We can also use column selectors within columns_subset=. Suppose we want to only see those columns that have "dep_" or "arr_" in the name. To do that, we use the matches() column selector function:

pb.preview(nycflights, columns_subset=pb.matches("dep_|arr_"))
PolarsRows336,776Columns18
dep_time
Int64
sched_dep_time
Int64
dep_delay
Int64
arr_time
Int64
sched_arr_time
Int64
arr_delay
Int64
1 517 515 2 830 819 11
2 533 529 4 850 830 20
3 542 540 2 923 850 33
4 544 545 -1 1004 1022 -18
5 554 600 -6 812 837 -25
336772 None 1455 None None 1634 None
336773 None 2200 None None 2312 None
336774 None 1210 None None 1330 None
336775 None 1159 None None 1344 None
336776 None 840 None None 1020 None

Several selectors can be combined together through use of the col() function and operators such as & (and), | (or), - (difference), and ~ (not).

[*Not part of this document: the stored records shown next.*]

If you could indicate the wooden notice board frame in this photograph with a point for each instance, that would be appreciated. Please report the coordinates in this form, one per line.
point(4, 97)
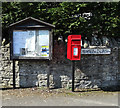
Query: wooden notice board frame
point(31, 24)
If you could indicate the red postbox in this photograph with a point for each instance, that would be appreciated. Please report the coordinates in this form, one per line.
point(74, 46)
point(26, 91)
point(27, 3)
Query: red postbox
point(74, 47)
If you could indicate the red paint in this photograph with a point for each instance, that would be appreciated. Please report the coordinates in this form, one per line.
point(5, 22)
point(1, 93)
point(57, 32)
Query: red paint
point(74, 47)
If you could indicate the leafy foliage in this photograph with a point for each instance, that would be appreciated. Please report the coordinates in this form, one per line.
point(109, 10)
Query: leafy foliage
point(87, 19)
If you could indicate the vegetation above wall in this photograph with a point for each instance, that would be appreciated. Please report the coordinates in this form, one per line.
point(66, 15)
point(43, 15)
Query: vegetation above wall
point(87, 19)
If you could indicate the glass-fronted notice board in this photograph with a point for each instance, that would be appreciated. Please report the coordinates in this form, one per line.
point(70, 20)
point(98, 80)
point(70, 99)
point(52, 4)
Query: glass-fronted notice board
point(31, 43)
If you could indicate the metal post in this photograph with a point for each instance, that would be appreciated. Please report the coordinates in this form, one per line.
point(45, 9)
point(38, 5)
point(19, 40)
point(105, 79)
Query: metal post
point(73, 66)
point(14, 86)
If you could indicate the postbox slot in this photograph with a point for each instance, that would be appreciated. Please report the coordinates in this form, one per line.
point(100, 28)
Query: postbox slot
point(75, 42)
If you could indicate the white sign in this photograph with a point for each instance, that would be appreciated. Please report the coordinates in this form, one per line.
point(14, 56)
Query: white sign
point(96, 51)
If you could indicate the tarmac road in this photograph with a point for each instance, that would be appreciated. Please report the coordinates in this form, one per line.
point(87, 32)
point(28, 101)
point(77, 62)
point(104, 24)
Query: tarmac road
point(58, 97)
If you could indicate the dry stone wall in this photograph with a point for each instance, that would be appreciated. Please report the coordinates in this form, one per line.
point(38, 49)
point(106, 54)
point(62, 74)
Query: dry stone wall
point(92, 71)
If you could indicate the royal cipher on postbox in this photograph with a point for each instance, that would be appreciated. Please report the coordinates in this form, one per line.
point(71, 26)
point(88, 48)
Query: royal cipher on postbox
point(74, 47)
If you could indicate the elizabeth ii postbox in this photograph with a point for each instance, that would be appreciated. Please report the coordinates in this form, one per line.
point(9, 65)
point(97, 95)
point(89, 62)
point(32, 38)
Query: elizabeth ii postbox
point(74, 47)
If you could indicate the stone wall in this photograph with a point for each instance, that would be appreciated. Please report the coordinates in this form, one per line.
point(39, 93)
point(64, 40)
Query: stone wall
point(6, 68)
point(92, 71)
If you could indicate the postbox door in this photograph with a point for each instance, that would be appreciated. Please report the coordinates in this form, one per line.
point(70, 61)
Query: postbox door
point(76, 52)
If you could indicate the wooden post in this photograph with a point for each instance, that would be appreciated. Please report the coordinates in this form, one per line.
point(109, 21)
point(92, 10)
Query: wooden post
point(14, 85)
point(48, 75)
point(73, 68)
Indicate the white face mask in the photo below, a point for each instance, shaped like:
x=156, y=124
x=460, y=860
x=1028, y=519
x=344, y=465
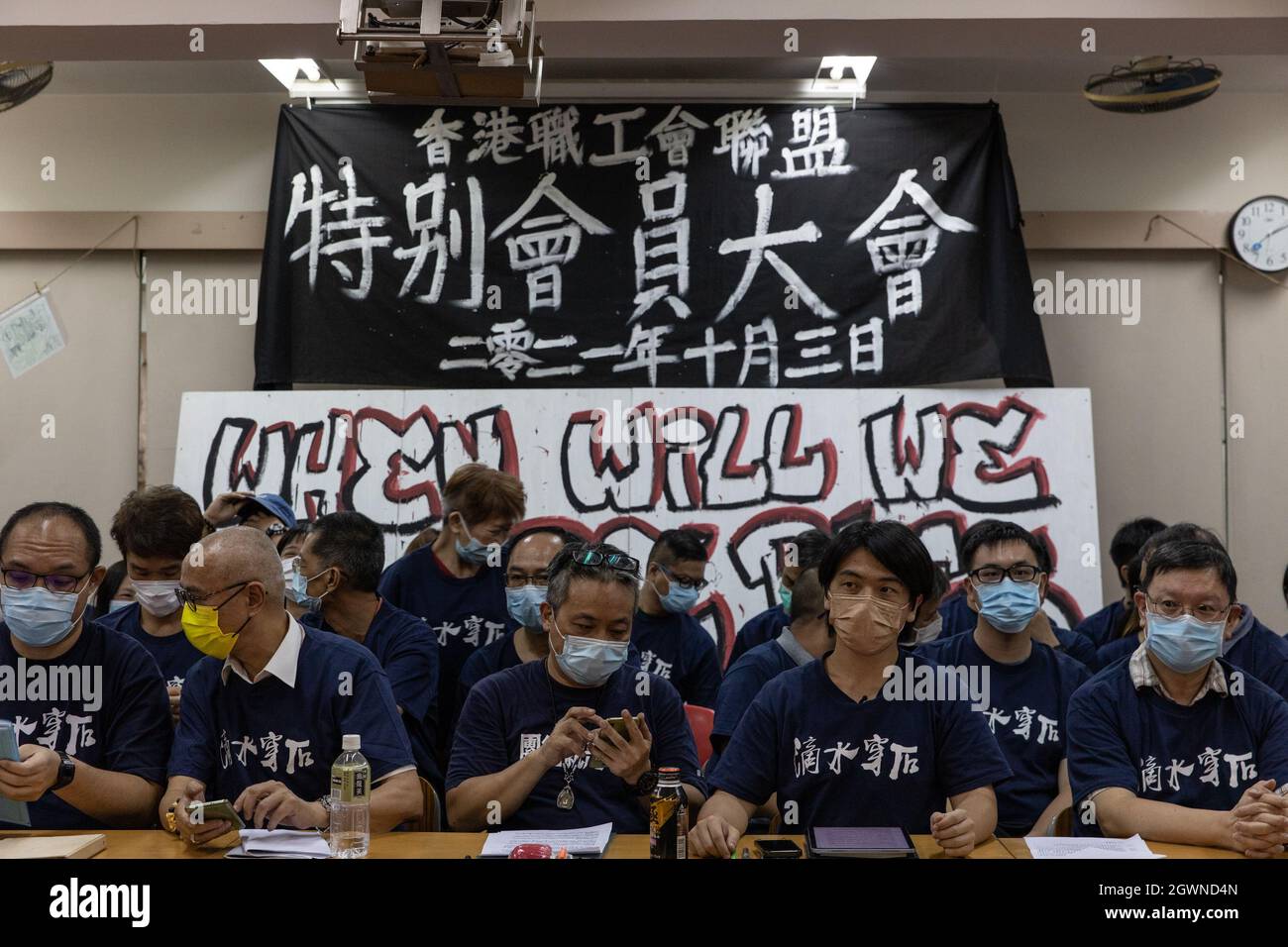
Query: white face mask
x=158, y=598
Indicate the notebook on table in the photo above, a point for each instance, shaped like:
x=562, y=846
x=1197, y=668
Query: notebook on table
x=859, y=843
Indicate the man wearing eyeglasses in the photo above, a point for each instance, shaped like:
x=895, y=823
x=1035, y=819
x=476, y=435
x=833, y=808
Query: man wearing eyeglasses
x=673, y=643
x=535, y=748
x=527, y=575
x=1028, y=684
x=89, y=705
x=265, y=712
x=1173, y=742
x=1248, y=644
x=335, y=575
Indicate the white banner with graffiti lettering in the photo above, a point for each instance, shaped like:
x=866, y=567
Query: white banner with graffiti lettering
x=748, y=468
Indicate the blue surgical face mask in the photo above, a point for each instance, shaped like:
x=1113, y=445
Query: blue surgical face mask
x=299, y=590
x=678, y=599
x=473, y=552
x=524, y=604
x=1184, y=643
x=39, y=617
x=590, y=661
x=1009, y=605
x=785, y=595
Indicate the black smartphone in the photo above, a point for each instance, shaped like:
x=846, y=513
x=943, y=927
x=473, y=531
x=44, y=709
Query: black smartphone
x=778, y=848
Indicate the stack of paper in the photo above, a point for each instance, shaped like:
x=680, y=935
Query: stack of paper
x=53, y=847
x=1046, y=847
x=580, y=841
x=279, y=843
x=855, y=841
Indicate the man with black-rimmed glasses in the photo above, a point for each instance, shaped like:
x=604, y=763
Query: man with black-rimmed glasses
x=673, y=643
x=265, y=712
x=88, y=703
x=1173, y=742
x=1028, y=684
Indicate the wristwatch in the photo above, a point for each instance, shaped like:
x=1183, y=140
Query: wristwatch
x=65, y=771
x=645, y=785
x=326, y=804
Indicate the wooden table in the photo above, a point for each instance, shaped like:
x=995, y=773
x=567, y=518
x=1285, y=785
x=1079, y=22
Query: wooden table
x=158, y=844
x=1019, y=849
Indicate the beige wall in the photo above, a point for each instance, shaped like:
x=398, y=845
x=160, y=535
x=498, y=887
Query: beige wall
x=88, y=388
x=1155, y=386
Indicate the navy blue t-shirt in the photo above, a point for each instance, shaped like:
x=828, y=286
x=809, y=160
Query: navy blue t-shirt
x=464, y=613
x=1076, y=646
x=408, y=655
x=172, y=654
x=235, y=735
x=875, y=763
x=1028, y=702
x=1102, y=626
x=119, y=720
x=1119, y=648
x=957, y=615
x=677, y=647
x=1203, y=757
x=760, y=628
x=510, y=714
x=484, y=663
x=742, y=682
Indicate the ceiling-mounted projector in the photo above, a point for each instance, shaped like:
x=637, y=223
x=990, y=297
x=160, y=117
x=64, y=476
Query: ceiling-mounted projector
x=441, y=51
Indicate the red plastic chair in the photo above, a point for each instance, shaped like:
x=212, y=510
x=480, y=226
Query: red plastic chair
x=700, y=720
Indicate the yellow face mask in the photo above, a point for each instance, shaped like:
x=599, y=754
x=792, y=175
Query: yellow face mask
x=202, y=630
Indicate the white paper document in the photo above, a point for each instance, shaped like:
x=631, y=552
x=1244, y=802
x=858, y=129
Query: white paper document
x=1047, y=847
x=580, y=841
x=281, y=843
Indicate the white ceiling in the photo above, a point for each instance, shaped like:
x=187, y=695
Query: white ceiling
x=1241, y=73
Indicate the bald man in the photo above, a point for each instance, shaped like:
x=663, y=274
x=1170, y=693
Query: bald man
x=526, y=578
x=263, y=714
x=88, y=703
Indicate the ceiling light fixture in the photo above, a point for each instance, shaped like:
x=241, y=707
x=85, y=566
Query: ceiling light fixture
x=831, y=75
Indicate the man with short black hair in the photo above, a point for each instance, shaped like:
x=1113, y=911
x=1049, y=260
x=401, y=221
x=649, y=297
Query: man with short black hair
x=1108, y=622
x=1247, y=643
x=458, y=582
x=805, y=639
x=1175, y=744
x=1029, y=684
x=765, y=626
x=673, y=643
x=527, y=577
x=336, y=577
x=833, y=745
x=94, y=741
x=529, y=737
x=155, y=528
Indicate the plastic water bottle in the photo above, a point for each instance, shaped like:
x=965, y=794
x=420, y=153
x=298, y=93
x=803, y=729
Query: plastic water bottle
x=351, y=800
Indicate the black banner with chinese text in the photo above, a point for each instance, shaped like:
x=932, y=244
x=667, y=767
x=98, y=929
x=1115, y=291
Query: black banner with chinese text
x=655, y=245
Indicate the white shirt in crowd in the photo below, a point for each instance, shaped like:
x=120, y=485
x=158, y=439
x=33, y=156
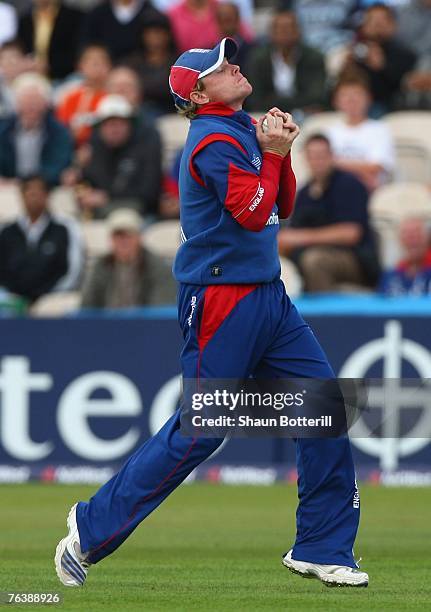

Let’s look at a column selection case where:

  • the first three columns are selected
  • all columns containing "dep_" or "arr_" are selected
  • any columns beginning with "sched" are omitted

This is how we put that together within col():

pb.preview(
    nycflights,
    columns_subset=pb.col((pb.first_n(3) | pb.matches("dep_|arr_")) & ~ pb.starts_with("sched"))
)
PolarsRows336,776Columns18
year
Int64
month
Int64
day
Int64
dep_time
Int64
dep_delay
Int64
arr_time
Int64
arr_delay
Int64
1 2013 1 1 517 2 830 11
2 2013 1 1 533 4 850 20
3 2013 1 1 542 2 923 33
4 2013 1 1 544 -1 1004 -18
5 2013 1 1 554 -6 812 -25
336772 2013 9 30 None None None None
336773 2013 9 30 None None None None
336774 2013 9 30 None None None None
336775 2013 9 30 None None None None
336776 2013 9 30 None None None None

This gives us a preview with only the columns that fit the specific selection rules. Incidentally, using selectors with a dataset through preview() is a good way to test out the use of selectors more generally. Since they are primarily used to select columns for validation, trying them beforehand with preview() can help verify that your selection logic is sound.